Babel at Sadler's Wells

19 May, 2010
by: Naima Khan

Babel is a stunning stream of entertainment, highly recommended.


Babel ends to rapturous applause and a standing ovation – it's a crowd pleaser for sure, but not without a multitude of good reasons. Sidi Larbi Cherkaoui has forgone that Belgian seriousness and welcomed a delectable dose of comedy into this collaboration with Damien Jalet and you can certainly feel the presence of dramaturg Lou Cope in the lengthy monologues and theatrical communication between the dancers.

The show opens with the commanding, PVC-clad Ulrika Kinn Svensson, who begins with a wordy but engaging tidbit about the origins of hand gestures and the dawning of a darker age when hands are used as weapons. Looking both indomitable and frail at the same time, Svensson's frank delivery – during which her hands and arms flutter about as though independent from her body – allows the other dancers to line up inconspicuously behind her.

These performers proceed to portray the various dimensions of cross-cultural misunderstandings. They fight, run, mess up, get hurt, and apologise. Two of them even swing each other around in a topless duet. The production is spattered with moments of warmth: there's a sweet romance and some stunningly melodic vocal solos from the talented troupe. Though at one hour, forty minutes with no interval, it's not all necessary. But it is all striking.

The contemporary performance is hugely varied and brilliantly paced. Antony Gormley's giant, cubic frames that make up the set are pushed, pulled, and climbed. They are constructed into a tower before they become a playground for the dancers to run through their empty frames in a manic scene that goes awry.

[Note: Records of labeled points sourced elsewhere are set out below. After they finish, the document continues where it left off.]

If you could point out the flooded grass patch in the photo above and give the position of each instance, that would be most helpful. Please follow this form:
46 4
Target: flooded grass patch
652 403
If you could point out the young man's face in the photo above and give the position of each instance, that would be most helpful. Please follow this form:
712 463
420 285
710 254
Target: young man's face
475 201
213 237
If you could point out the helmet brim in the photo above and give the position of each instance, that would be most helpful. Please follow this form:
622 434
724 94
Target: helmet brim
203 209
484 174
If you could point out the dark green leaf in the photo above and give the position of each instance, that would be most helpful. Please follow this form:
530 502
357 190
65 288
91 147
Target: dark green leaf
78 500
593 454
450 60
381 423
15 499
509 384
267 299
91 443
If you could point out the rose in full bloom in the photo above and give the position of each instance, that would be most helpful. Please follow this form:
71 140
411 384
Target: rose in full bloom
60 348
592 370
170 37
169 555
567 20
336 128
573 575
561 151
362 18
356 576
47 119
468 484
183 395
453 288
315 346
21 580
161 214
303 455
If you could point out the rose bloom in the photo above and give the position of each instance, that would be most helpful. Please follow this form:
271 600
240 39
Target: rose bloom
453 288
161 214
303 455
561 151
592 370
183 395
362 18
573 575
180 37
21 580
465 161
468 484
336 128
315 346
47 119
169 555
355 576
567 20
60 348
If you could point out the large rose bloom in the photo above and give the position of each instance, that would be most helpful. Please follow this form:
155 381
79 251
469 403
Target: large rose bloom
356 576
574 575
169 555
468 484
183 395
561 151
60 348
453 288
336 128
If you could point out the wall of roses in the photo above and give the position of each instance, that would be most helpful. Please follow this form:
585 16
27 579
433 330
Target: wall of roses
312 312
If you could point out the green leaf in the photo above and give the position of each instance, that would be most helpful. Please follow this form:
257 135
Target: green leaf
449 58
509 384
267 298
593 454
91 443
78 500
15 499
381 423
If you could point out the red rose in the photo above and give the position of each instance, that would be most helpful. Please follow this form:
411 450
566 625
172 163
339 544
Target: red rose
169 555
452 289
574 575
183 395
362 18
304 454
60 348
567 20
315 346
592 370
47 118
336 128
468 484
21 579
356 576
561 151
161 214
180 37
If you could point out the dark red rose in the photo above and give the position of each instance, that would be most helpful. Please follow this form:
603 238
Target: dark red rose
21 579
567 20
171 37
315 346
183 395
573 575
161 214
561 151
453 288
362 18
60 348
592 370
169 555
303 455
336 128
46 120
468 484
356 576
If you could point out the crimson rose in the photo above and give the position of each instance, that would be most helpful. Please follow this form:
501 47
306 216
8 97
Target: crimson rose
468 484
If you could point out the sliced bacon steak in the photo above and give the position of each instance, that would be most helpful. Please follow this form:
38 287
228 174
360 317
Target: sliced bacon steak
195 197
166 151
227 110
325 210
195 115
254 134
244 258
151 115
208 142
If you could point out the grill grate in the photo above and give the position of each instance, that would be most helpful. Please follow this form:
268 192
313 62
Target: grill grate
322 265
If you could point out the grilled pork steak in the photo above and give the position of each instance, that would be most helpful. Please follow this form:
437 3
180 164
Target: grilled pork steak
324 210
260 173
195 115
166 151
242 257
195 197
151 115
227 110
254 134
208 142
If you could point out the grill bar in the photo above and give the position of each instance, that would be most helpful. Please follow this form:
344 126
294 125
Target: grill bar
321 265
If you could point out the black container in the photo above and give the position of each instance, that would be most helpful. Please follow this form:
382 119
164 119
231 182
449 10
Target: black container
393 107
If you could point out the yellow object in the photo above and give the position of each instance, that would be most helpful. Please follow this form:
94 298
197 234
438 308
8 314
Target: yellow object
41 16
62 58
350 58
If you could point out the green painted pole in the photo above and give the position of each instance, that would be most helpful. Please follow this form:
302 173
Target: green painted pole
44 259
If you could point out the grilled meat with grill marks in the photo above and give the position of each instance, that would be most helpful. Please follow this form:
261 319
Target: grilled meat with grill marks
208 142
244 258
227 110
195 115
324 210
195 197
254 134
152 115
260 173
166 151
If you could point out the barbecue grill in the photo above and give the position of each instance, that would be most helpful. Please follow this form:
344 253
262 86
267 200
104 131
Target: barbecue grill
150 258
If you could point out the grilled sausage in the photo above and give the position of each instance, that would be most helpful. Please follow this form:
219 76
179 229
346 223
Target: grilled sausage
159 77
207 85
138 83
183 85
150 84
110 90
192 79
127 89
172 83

As well as some gymnastic feats, Ben Fury break dances and there's a little robot, when two Japanese men discover a broken Svensson. They decide she's probably “Ikea” and try to inflate her so that arms and legs balloon before she goes whizzing to the back of the stage as she deflates. Much of the humour comes from Darryl E. Woods in camp yank mode, who presents us with some cynical, jargon-saturated jabber about consumerism and English as a lingua franca. Again hilarious, but a tad long.

Purists might not appreciate the length of monologues, nor the a scene where a Neanderthal explores Svensson by sniffing her, hugging her, and trying to inflate her once more, before he runs to the other end of the stage and transforms back into his sophisticated French-speaking self. Once more this is the dramaturg at work, and is only dance by a loose interpretation of the word. But the comic delivery is undeniably entertaining and not unwelcome in a thematically wide-ranging collaboration such as this.

The outstanding performances of the night come from the haunting musicians. Elevated behind a thin scrim, they accentuate each movement and propel each scene with a multicultural array of eerie drumming and singing from Patrizia Bovi and Mahabub Khan in an eclectic bill ranging from Sufi chants to Japanese percussion. Purist hesitations aside, Babel is stunning dance performance full of discovery and development in a multifarious display of ceaseless entertainment.